In contrast to many scholars who focus on the AIDS Coalition to Unleash Power or ACTUP (Epstein, 1996; Gould, 2002; Gamson, 1989), I looked at a broader range of organizations in
this social movement community including informal groups and ‘early riser’ organizations
(Tarrow, 1998) that were formed in the early nineteen eighties. These groups, especially the
People with AIDS Coalition, played a formative role laying the foundation for the activism that
became prominent in the later part of the eighties, most importantly in the work of ACT-UP.
Looking at a broader range of organizations, not just the most well known activist groups,
enabled me to profile the work of the AIDS community as a whole, a perspective that captures the
fact that a broad range of organizations -- civic, community, self help and social movement
organizations -- together play a critical role in episodes of contention (McAdam, Sampson, et.al.,
2005).
The personal stories, narratives and rhetoric that mobilized the AIDS community are an
important part in the evolution of collective action and the creation of social movement culture.

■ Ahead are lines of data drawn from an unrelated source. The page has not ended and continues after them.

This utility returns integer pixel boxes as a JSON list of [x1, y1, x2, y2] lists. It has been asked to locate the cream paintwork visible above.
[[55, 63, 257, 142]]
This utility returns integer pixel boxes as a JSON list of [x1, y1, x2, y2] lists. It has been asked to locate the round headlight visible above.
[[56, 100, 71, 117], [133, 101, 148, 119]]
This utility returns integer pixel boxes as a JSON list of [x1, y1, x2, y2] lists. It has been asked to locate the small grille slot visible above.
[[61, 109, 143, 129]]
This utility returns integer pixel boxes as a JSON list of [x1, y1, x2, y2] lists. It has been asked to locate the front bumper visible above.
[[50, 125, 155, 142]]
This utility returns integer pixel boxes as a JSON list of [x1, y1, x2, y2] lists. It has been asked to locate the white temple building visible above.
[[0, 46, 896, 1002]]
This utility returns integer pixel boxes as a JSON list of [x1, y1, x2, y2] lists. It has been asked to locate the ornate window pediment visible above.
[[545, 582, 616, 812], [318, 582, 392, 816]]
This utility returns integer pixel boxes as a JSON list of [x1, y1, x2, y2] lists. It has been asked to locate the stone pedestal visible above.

This paper builds on Polletta’s observations about the centrality of narratives in the early years of
a social movement and suggests that the stories of PWAs and the rhetorical understandings in the
AIDS community played a central role in mobilizing people to ‘fight’ AIDS. In contrast to
previous researchers who emphasize the distinct features of the AIDS movement (cf. Arno,
Epstein), I find that there are important historical parallels not only for social movements
generally but for health-related social movements. A majority of members of the Tuberculosis
movement in the early twentieth century were themselves survivors of the disease. They told their
stories of treatment and survival, just like PWAs, and constructed a public health effort to reduce
TB transmission that had a major impact on the incidence of the disease (Teller, 1988). Similarly,
polio survivors in the mid-twentieth century – particularly President Roosevelt – played a central
role in raising money to treat and the find a cure; later, they had an important influence on
disability policy. Cancer advocates also, relatively few of them survivors in the early years,
successfully used the personal testimonies of ‘victims’ and survivors to promote increased federal
funding for cancer research, a pattern that predates AIDS activism (Patterson, 1987). Perhaps the
most striking example of disease advocacy was the work of the National Kidney foundation
whose efforts led to the categorical coverage of end-stage renal disease patients under Medicare.
This was the first disease given this designation. Organizational representatives successfully
collaborated with journalists to tell their stories to the public. One patient had himself dialyzed in
front of a Congressional Committee, “a demonstration which apparently contributed to the
willingness of Representative Wilbur Mills to support a kidney disease amendment to Medicare.”
(Rettig, 1976). Like AIDS advocates, people with kidney disease successfully utilized a
rhetorical idea that resonated with a central premise in U.S. health policy: that spending money
will save lives.
This discussion also illustrates how the personal becomes political. Individuals often
come together with common concerns and grievances and develop a sense of communitas which,
in turn, empowers and certainly emboldens them to challenge social practices and social
institutions. The central part of this process are the personal stories that get shared and are passed
along which in turn become part of a collective understanding. In sum, the narratives in the
AIDS community served myriad functions: they helped people to cope, provided them with
information, and led to the collective action which, while often thought to be distinctive, has
strong parallels to past health-related social movement work.